Ainsi, il serait mort des suites d’une violence policière sur le sol algérien. Drôle de fin pour quelqu’un qui n’avait cessé en France de soutenir les familles victimes de crimes racistes et sécuritaires. Et si la ministre de la culture, Khalida Toumi, a salué l’œuvre cinématographique de Djamel, force était de constater qu’aucune information ne nous annonçait l’ouverture d’une enquête pour établir la vérité des faits. « Ce que je peux vous dire, rappelait encore Soraya, c’est que mon frère Djamel, par principe, voulait tout simplement avoir des excuses ou porter plainte. Il était non-violent. Mon frère n’est pas cardiaque, il n’a aucun antécédent de santé par opposition à ce qui a été mentionné dans le rapport médical de l’hôpital de Laghouat.
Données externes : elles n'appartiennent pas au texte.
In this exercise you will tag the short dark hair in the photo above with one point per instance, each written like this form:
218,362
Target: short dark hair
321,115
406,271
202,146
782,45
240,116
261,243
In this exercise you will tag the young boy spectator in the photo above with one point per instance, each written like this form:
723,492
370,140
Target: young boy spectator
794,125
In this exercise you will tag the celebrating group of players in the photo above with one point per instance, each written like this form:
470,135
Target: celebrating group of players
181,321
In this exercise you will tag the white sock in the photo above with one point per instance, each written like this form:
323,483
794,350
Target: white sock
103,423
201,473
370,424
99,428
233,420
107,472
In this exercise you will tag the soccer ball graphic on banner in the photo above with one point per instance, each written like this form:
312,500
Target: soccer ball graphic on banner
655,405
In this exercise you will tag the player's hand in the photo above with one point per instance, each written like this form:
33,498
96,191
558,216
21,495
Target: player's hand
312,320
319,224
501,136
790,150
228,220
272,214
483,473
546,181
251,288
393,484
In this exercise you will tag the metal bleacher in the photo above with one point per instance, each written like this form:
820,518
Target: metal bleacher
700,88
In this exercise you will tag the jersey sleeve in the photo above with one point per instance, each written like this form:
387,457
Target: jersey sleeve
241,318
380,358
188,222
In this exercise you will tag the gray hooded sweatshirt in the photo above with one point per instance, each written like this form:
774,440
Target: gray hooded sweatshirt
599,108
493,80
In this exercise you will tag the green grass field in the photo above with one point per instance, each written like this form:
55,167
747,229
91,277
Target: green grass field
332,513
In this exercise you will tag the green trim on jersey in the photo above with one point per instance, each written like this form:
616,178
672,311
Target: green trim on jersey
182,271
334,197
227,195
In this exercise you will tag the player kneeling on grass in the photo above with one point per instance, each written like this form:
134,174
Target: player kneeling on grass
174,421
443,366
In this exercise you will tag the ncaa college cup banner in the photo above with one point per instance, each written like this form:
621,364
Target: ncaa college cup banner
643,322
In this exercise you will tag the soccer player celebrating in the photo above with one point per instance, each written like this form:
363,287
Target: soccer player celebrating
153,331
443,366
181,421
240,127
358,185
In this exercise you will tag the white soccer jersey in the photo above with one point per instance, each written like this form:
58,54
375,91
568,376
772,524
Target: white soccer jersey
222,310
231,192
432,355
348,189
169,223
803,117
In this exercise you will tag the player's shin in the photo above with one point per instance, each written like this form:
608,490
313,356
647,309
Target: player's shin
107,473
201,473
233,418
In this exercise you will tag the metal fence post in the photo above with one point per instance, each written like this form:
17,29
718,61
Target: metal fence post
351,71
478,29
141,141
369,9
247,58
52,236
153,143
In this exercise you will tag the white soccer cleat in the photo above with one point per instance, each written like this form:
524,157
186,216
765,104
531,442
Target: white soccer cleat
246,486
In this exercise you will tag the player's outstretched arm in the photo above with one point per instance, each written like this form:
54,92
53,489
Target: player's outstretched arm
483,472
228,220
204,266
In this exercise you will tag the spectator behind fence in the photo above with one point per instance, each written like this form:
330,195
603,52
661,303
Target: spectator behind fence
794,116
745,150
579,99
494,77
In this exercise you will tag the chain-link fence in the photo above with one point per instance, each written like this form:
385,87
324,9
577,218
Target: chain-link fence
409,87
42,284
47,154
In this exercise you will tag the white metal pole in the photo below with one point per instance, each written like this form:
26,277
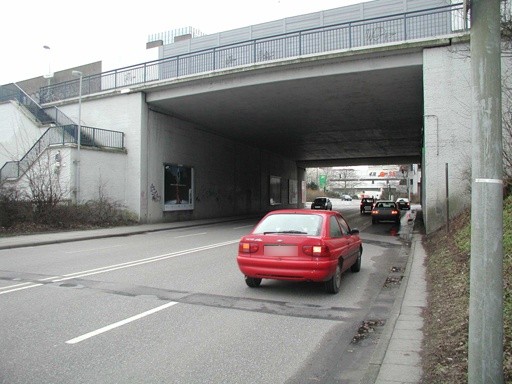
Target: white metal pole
79,135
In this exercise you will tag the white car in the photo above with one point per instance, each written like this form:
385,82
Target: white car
403,203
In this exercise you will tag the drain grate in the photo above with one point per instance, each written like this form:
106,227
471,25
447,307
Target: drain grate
367,327
392,281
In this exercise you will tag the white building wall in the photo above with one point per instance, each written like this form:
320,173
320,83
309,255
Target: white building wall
18,132
447,132
118,173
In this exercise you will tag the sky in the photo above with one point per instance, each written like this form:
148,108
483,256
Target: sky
77,33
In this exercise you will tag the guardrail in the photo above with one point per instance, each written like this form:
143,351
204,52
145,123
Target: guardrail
66,134
401,27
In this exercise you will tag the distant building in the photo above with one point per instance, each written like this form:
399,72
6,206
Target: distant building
175,35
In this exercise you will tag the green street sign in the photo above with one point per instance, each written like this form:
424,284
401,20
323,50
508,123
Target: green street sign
322,181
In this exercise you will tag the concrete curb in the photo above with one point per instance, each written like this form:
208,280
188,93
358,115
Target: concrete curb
377,359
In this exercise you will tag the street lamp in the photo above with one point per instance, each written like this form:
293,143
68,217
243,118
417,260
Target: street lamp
78,141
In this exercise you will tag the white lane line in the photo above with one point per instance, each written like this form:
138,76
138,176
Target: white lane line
21,288
119,323
93,249
141,261
14,285
109,268
192,234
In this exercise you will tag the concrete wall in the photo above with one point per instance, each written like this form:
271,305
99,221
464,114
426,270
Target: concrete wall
230,178
447,133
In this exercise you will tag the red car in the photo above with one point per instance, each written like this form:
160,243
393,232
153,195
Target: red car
300,245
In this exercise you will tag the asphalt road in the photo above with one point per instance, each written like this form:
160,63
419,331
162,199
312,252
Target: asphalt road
172,307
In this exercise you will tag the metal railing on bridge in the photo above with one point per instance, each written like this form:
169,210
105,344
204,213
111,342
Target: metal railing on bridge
433,22
61,135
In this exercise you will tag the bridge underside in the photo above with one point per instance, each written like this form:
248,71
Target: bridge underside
340,109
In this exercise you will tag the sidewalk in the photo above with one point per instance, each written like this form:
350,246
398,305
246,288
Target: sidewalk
397,358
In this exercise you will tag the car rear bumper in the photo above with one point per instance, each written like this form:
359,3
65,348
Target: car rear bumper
282,269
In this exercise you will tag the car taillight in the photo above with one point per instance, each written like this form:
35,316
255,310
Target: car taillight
316,250
245,247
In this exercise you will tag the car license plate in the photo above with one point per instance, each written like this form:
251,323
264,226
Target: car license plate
281,250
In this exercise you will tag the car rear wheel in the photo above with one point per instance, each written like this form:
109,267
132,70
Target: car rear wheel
252,282
356,267
334,283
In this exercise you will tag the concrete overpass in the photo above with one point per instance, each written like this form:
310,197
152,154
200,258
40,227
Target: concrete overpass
347,108
237,140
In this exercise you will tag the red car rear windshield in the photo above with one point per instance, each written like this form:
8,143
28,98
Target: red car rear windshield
301,224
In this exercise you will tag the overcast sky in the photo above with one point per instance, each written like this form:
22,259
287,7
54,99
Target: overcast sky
116,32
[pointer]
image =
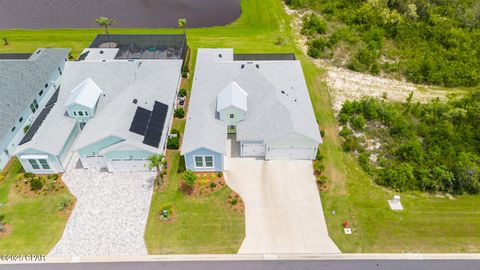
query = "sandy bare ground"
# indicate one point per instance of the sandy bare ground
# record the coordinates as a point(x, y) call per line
point(344, 84)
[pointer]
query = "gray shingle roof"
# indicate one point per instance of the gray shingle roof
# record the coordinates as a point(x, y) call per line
point(278, 101)
point(22, 80)
point(121, 82)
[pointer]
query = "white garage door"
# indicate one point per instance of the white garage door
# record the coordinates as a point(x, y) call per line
point(94, 162)
point(128, 165)
point(290, 153)
point(253, 150)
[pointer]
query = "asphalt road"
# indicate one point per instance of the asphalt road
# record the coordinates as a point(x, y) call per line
point(262, 265)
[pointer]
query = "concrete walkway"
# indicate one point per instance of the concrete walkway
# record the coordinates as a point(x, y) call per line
point(110, 215)
point(283, 210)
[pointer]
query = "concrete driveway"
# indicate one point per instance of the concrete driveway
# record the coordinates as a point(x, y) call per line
point(283, 211)
point(110, 215)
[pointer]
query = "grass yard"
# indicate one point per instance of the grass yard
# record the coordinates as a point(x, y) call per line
point(203, 224)
point(36, 222)
point(428, 224)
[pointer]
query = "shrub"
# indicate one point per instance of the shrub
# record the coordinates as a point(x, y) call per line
point(318, 167)
point(358, 122)
point(181, 164)
point(179, 113)
point(64, 203)
point(173, 143)
point(312, 25)
point(319, 155)
point(190, 178)
point(322, 180)
point(182, 92)
point(36, 184)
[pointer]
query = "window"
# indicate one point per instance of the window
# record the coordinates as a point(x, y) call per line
point(34, 164)
point(198, 162)
point(209, 161)
point(44, 164)
point(34, 106)
point(204, 161)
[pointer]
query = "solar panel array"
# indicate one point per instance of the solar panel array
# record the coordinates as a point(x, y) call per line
point(41, 117)
point(150, 124)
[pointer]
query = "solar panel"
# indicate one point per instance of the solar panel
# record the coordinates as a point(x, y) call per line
point(36, 125)
point(154, 131)
point(140, 121)
point(53, 99)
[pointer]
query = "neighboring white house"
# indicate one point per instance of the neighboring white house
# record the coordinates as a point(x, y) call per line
point(265, 104)
point(27, 84)
point(115, 114)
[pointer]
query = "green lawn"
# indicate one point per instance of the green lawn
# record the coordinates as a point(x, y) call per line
point(427, 225)
point(203, 224)
point(36, 222)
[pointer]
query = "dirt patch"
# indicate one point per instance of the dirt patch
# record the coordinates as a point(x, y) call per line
point(7, 232)
point(171, 217)
point(235, 202)
point(345, 84)
point(208, 183)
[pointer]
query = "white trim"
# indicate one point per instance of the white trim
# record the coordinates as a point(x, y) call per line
point(33, 157)
point(204, 162)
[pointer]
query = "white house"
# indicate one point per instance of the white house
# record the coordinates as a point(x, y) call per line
point(27, 84)
point(263, 104)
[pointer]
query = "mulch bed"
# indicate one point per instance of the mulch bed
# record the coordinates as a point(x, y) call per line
point(22, 186)
point(208, 183)
point(7, 232)
point(239, 206)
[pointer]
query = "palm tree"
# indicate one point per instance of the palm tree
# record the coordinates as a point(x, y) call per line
point(182, 23)
point(105, 22)
point(155, 161)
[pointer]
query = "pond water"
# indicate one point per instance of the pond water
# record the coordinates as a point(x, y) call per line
point(39, 14)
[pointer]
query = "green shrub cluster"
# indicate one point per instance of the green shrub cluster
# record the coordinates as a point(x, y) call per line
point(432, 42)
point(428, 147)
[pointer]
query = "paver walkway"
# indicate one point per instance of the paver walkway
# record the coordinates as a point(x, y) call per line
point(110, 215)
point(283, 211)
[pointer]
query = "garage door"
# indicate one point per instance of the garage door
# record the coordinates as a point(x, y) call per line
point(290, 153)
point(94, 162)
point(128, 165)
point(253, 150)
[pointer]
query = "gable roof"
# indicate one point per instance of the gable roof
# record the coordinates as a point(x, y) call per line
point(121, 83)
point(232, 95)
point(279, 104)
point(86, 94)
point(22, 79)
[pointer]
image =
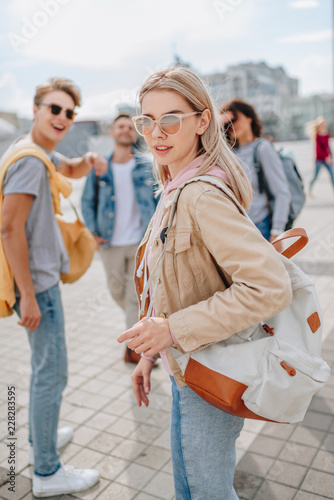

Cependant, entre temps, une instruction a été ouverte. Mais pour tous ses amis, habitués aux versions officielles tendancieuses qu’on nous balance dans ce type d’affaire, il subsistera toujours un soupçon qui nous poussera à ne pas accepter de réduire toute une vie de combat à un simple fait divers.

Comme beaucoup d’entre nous, son engagement avait commencé en constatant les dégâts qu’avait entraînés l’arrivée des drogues dures dans les quartiers au milieu des années 70. « J’ai 30 ans, témoignait-il en 1993, 10 ans après la Marche de 83, ma génération a pris de plein fouet l’arrivée de la drogue dans les quartiers. A l’époque, la drogue était réservée aux junkies. Un engagement peut aussi naître en voyant les copains partir comme ça, dans les délires de la drogue dure. On passe vite du pétard à la dope parce que c’est un business, que ça profite à certains, parce qu’il y a des salauds, des ordures qui exploitent le phénomène. » (..)

« A l’époque, j’étais un jeune écervelé, un jeune qui sortait de sa cité et qui avait besoin de se retrouver autour de quelque chose de fort… Je lisais Libé. C’était les débuts de Libé et je garde le souvenir d’une mobilisation impressionnante. Nous, à l’époque, nous fréquentions le Golf Drouot, nous étions branchés Rock; nous nous retrouvions souvent dans les concerts de Rock Against Police. » (…)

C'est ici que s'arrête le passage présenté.